Jenn and Ceska and I split to go have dinner and enjoy some more 'local delicacies' before going back to the Snow Festival to check out the night time lighting. We ordered a bucket of sashimi that contained some surprisingly delicious crab, and some surprisingly bad stuff in the form of a dark green paste which none of us could identify. I was very happy to discover a food in Japan that was actually as good as rumor held. The crab, I mean, not the UDGP (unidentified dark green paste), which is not to be confused with NGDOPG.

After dinner we went to the top of some entertainment center near the hotel and got on the Ferris Wheel they had to admire the view of Sapporo, which was nice. The mountains surrounding the city are very pretty when illuminated through the clouds by the spotlights of chairlifts. It was over more or less as soon as it started, so we walked to the Snow Festival, took more pics, and then went back to the hotel, where we all watched Forest Gump and I tried to fall asleep but then As Good As It Gets came on and Tom kept it on, so I didn't actually go to bed until 1:30 am or so, despite having to get up early the next morning.

Day 4:
Waking up earlier than Day 2 wouldn't have been so bad had I not had to pack everything up before leaving. See, we had to bring all our stuff with us to Kiroro, our snow park destination, put it in lockers, and then hop on the bus afterwards to the airport directly and hop on our plane to go home. So that was annoying, and I was dead on my feet, not to mention still pretty tired from Day 2's snowboarding skill acquisition.
Highlights from Day 4 on the mountain.

As soon as I got on the bus, I knew I had to pee, and so I busted out the iPod, sat in the least stressful position on my bladder, and attempted to enter some sort of Zen meditative state, which actually somehow worked, and I made it to the airport without any sort of real actual dicomfort, unlike Natascha, who tried but was unable to find that same Zen state. I think the iPod helped. She came and joined me after an hour or so on the road and we shared headphones and chatted a bunch, which was really nice. All the ski bus trips we sat next to each other and slept on one another's shoulders, which was nice. We did our best not to aggravate our bladders, and I'm assuming the chit chat was to distract ourselves from having to pee. Maybe, who knows.

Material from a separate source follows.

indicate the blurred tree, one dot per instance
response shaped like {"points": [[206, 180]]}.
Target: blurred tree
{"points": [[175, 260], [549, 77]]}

Our plane was delayed due to heavy snow, and we got back to Haneda just in time to hope straight on the trains home, but Jenn was hypoglycemic by this point so she was dancing like a madman on the train blasting hiphop with her earphones inverted, which normally would anger me but at that stage of exhaustion just made me laugh. I got back to the apartment around 1 am, exhausted but happy with the trip.